Spark 2.4.0 and Scala 2.12 support
Hello,
Do you plan on supporting Spark 2.4.0 and Scala 2.12? Or is there a way to use it natively in Spark 2.4.0?
It looks like there are no more release since November 2016. https://mvnrepository.com/artifact/com.databricks/spark-redshift
Thank you.
Any answer?
As I understood from their readme they will not provide any free updates anymore.
To ensure the best experience for our customers, we have decided to inline this connector directly in Databricks Runtime. The latest version of Databricks Runtime (3.0+) includes an advanced version of the RedShift connector for Spark that features both performance improvements (full query pushdown) as well as security improvements (automatic encryption). For more information, refer to the Databricks documentation. As a result, we will no longer be making releases separately from Databricks Runtime.
We migrated to Spark 2.4.0 in my team and the package spark-redshift package is still usable with Scala 2.11.
I'm having issues migrating to spark 2.4 and using this library. Do you know what version of spark-avro you're using?
For spark-avro make sure not to use the package delivered by com.databricks anymore, but those of org.apache.spark.

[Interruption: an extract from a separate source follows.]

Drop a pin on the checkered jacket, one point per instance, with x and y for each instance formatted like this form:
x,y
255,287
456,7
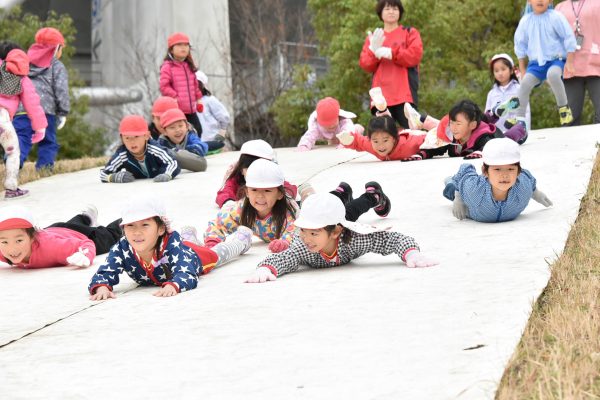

If you are using build.sbt,
scalaVersion := "2.11.12"
val sparkVersion = "2.4.0"
val sparkAvroVersion = "2.4.0"
val redshiftVersion = "3.0.0-preview1"
libraryDependencies ++= Seq(
"org.apache.spark" %% "spark-core" % sparkVersion,
"org.apache.spark" %% "spark-sql" % sparkVersion,
...
"org.apache.spark" %% "spark-avro" % sparkAvroVersion,
"com.databricks" %% "spark-redshift" % redshiftVersion
)
If you are using pom.xml,
<scala.version>2.11</scala.version>
<spark.version>2.4.0</spark.version>
...
<dependency>
<groupId>com.databricks</groupId>
<artifactId>spark-redshift_${scala.version}</artifactId>
<version>3.0.0-preview1</version>
<exclusions>
<exclusion>
<groupId>com.databricks</groupId>
<artifactId>spark-avro_${scala.version}</artifactId>
</exclusion>
</exclusions>
</dependency>
...
<dependency>
<groupId>org.apache.spark</groupId>
<artifactId>spark-avro_${scala.version}</artifactId>
<version>${spark.version}</version>
</dependency>
...
<dependency>
<groupId>org.apache.avro</groupId>
<artifactId>avro</artifactId>
<version>1.7.7</version>
<scope>provided</scope>
</dependency>
Please read these instructions on Spark 2.4.0 documentation too: https://spark.apache.org/docs/latest/sql-data-sources-avro.html#compatibility-with-databricks-spark-avro
Also, don't think about using Scala 2.12 with spark-redshift_2.11, it's broken (not maintained since Nov 2016).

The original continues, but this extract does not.